Over the next 15 years, North Dakota power plants would be limited to about 1,300 pounds of carbon dioxide emissions per megawatt hour of electricity they generate. The current average for the seven coal-fired plants is about 2,300 pounds per megawatt hour.

“There is no cost-effective technology commercially available to remove CO2 to that magnitude,” he said.

Stenehjem said he has been meeting this week with attorneys general from other states. While legal challenges are likely imminent from coal-dependent states, which may file joint lawsuits, Stenehjem said North Dakota is mulling its own legal challenge.

That’s because of the use of lignite, an abundant but low-grade coal mined in the state that fuels its power plants. The high-moisture coal produces more emissions and burns less efficiently than drier coals.

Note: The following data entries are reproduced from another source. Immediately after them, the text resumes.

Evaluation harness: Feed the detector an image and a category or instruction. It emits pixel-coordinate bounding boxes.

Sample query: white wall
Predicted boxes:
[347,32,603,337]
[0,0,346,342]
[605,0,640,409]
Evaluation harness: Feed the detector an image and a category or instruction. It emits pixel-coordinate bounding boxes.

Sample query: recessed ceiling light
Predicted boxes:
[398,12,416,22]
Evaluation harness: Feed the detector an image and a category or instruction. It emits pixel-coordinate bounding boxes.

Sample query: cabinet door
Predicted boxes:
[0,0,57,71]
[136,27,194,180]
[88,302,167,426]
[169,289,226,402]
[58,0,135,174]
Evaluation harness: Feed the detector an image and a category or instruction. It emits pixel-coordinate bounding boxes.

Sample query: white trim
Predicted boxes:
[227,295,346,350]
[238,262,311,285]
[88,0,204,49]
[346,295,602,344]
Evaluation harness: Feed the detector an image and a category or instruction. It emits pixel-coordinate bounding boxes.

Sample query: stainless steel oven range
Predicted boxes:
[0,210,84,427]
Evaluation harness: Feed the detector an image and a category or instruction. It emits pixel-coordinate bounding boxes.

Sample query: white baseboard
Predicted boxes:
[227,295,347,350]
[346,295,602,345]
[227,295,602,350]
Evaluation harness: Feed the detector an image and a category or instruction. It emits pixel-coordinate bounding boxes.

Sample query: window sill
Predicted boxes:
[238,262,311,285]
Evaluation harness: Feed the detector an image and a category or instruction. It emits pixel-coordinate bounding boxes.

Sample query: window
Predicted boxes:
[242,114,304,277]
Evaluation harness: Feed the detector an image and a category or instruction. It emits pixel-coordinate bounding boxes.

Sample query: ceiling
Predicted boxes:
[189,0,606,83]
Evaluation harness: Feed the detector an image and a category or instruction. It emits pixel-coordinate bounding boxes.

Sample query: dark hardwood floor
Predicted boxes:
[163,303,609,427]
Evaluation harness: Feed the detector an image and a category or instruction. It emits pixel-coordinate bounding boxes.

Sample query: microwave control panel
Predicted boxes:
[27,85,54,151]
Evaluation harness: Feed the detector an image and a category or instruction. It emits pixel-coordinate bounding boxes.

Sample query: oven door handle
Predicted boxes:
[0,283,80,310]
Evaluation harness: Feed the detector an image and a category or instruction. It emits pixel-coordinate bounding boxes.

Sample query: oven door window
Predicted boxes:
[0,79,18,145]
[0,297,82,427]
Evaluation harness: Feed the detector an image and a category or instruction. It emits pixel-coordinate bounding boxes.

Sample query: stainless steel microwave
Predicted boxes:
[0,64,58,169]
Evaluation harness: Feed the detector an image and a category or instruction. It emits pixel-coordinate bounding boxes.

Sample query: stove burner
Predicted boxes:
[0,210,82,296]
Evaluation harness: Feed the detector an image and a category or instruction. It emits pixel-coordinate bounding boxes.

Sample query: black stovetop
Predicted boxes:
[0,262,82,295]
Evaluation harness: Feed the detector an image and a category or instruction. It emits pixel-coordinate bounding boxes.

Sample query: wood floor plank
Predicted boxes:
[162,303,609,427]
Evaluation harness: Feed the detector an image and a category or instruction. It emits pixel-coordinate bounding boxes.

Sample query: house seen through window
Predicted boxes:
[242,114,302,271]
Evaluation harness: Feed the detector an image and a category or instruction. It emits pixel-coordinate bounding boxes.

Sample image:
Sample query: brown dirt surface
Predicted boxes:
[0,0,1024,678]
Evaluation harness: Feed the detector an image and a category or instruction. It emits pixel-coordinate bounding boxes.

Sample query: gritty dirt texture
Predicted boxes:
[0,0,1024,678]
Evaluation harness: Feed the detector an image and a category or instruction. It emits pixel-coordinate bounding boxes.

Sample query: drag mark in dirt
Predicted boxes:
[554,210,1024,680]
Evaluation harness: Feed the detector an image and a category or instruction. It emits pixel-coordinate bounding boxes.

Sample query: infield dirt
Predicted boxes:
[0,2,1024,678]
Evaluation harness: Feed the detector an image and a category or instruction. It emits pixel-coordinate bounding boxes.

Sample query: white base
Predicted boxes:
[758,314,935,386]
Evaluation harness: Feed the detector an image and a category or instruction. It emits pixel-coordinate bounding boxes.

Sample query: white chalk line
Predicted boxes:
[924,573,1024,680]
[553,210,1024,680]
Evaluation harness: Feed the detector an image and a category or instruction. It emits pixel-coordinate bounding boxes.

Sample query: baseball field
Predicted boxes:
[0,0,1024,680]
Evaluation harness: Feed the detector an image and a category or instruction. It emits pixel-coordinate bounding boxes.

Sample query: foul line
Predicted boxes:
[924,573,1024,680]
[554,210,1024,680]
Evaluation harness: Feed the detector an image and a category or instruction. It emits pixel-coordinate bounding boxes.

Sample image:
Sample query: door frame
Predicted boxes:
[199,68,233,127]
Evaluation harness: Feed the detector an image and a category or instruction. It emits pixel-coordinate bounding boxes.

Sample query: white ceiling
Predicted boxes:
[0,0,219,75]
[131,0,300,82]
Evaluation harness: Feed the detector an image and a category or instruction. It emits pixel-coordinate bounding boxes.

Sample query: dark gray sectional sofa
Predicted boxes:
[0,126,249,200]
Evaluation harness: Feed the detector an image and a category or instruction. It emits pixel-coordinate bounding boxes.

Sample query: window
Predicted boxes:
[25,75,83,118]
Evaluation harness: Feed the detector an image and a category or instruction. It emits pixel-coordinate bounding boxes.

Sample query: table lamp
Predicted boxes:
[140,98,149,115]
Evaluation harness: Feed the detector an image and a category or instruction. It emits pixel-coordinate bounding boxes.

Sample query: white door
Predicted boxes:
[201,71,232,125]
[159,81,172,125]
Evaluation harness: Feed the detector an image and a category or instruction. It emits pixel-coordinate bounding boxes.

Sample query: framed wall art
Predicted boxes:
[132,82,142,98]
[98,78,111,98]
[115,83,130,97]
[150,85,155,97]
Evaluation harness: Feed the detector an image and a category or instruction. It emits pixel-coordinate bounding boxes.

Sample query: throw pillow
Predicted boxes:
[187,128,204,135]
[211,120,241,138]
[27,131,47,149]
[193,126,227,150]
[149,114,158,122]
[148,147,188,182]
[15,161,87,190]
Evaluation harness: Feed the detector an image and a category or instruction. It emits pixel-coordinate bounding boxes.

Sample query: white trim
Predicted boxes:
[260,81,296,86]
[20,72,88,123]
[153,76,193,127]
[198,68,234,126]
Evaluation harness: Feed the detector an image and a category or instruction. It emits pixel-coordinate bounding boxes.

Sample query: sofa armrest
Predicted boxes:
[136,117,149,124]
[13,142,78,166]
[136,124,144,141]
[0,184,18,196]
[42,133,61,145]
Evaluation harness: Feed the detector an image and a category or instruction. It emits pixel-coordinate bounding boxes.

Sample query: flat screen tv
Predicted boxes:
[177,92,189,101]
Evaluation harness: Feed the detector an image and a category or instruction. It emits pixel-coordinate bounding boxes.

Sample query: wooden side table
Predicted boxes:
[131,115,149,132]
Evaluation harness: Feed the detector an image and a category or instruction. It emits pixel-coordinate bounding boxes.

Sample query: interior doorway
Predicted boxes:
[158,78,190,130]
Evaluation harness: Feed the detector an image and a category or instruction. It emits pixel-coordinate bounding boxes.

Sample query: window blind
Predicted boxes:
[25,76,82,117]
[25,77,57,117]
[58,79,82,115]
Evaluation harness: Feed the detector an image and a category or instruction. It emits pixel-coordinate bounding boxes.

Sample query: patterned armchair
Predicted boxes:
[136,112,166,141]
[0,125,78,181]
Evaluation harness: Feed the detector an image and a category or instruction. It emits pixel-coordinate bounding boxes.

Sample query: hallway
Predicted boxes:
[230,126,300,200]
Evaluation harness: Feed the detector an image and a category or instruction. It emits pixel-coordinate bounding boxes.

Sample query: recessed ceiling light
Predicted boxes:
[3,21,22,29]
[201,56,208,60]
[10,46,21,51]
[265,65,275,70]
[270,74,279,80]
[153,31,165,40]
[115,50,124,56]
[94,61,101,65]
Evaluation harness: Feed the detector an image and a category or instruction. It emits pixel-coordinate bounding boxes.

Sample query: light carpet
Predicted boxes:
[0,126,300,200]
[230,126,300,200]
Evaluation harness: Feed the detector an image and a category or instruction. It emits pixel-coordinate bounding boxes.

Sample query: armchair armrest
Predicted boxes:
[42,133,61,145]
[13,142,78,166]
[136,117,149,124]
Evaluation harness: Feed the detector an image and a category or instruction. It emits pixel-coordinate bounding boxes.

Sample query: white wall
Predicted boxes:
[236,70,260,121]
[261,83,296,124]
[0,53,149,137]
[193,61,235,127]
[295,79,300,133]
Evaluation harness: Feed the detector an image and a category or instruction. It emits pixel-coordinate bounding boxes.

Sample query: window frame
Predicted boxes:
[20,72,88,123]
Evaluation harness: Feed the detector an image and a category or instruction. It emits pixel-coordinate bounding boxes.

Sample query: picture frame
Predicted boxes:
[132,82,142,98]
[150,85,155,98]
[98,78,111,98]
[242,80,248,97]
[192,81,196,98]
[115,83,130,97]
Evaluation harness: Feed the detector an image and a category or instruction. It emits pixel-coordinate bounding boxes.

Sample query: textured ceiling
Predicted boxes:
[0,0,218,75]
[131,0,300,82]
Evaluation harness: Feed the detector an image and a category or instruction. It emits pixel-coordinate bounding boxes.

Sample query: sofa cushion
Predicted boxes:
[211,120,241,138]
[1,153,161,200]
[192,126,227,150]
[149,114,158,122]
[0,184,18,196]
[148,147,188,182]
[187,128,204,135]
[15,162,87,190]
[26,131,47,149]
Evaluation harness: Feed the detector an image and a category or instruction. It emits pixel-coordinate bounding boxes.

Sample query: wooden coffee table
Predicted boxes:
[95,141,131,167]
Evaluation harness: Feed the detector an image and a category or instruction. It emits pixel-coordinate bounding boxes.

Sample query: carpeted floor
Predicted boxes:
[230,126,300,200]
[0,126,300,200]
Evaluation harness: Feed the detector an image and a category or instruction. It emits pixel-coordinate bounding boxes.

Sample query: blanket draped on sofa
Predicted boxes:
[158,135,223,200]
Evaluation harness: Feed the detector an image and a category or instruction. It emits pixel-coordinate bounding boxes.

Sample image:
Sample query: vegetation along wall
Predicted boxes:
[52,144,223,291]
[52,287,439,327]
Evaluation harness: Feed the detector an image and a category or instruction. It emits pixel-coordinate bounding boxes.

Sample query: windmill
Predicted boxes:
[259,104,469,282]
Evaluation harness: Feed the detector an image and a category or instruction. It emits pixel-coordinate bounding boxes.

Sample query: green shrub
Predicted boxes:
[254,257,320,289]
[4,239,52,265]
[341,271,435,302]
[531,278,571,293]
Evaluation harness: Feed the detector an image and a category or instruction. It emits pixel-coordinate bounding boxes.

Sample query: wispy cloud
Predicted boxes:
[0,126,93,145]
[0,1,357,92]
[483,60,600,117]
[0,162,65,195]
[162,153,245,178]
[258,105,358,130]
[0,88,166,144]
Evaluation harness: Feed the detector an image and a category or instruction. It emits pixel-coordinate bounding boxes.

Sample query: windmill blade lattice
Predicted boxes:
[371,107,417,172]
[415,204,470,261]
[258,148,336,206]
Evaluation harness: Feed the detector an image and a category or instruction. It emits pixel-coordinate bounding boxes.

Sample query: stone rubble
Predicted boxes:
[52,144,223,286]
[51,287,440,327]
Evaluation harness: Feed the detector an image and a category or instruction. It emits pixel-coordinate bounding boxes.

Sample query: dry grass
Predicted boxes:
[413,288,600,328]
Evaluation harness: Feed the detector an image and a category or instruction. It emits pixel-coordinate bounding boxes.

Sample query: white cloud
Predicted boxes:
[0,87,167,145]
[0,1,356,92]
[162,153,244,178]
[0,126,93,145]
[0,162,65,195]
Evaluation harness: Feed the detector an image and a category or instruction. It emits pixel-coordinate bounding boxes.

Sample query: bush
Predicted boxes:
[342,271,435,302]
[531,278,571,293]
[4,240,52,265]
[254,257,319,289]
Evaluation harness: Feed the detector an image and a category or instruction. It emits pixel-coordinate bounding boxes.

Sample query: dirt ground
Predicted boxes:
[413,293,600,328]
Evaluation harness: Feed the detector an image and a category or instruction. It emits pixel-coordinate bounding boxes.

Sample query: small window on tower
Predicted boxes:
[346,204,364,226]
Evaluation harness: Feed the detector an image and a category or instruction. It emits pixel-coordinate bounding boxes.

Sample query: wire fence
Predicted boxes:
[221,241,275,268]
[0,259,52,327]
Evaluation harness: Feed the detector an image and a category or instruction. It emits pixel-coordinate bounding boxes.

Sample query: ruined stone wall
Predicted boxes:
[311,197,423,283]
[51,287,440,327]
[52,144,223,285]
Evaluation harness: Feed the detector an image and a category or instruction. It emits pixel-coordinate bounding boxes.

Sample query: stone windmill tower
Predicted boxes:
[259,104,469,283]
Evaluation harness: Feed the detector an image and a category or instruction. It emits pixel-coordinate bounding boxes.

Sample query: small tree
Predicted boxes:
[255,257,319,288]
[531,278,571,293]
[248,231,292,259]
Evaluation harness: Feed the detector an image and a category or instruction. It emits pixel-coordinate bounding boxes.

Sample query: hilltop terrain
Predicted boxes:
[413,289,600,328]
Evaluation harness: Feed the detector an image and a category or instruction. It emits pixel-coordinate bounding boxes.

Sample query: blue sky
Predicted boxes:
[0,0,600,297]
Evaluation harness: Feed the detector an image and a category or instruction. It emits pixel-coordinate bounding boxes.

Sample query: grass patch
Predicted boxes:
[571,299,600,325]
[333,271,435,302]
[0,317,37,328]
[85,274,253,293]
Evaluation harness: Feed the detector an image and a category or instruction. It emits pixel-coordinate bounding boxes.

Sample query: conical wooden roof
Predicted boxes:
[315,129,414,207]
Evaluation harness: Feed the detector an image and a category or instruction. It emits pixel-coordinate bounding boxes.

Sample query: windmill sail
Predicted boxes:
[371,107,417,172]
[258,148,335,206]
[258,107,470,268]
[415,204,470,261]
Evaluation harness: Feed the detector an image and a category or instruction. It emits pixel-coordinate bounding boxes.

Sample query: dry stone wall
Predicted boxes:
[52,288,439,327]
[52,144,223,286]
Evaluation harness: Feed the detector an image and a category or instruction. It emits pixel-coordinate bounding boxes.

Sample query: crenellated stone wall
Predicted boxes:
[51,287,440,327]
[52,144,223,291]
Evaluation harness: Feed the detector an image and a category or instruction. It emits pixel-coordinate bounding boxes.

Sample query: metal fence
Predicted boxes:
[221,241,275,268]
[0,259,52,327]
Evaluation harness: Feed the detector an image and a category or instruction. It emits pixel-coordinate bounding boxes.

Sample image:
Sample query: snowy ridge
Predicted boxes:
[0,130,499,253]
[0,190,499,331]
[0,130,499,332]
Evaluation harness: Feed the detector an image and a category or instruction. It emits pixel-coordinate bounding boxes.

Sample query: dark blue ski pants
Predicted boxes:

State lawyers are still studying the new EPA rules, which are contained in a more than 1,500-page document, Stenehjem said.

Any lawsuit challenging the new regulations will have to wait until they are published in the Federal Register, which could happen as early as next week, Stenehjem said. North Dakota may decide then whether to file a lawsuit, “but we want to make sure our litigation strategy is a sound one,” he said.

Bohrer, the Lignite Energy Council director, said his group wants to help fund a state lawsuit, if it is filed.

“We’re evaluating our finances right now,” he said. “We want to support the state to the degree our finances allow us to.”

Bohrer, an attorney, said he agrees with the state’s idea of filing its own lawsuit, rather than joining legal challenges from other states, because of the use of lignite. North Dakota’s vast lignite reserves are second in amount only to Australia.

“(The) EPA makes the assumption that if traditional coal-fired power plants shut down due to the rule, that coal will find its way to another market,” Bohrer said. “That’s not going to happen with North Dakota’s lignite.”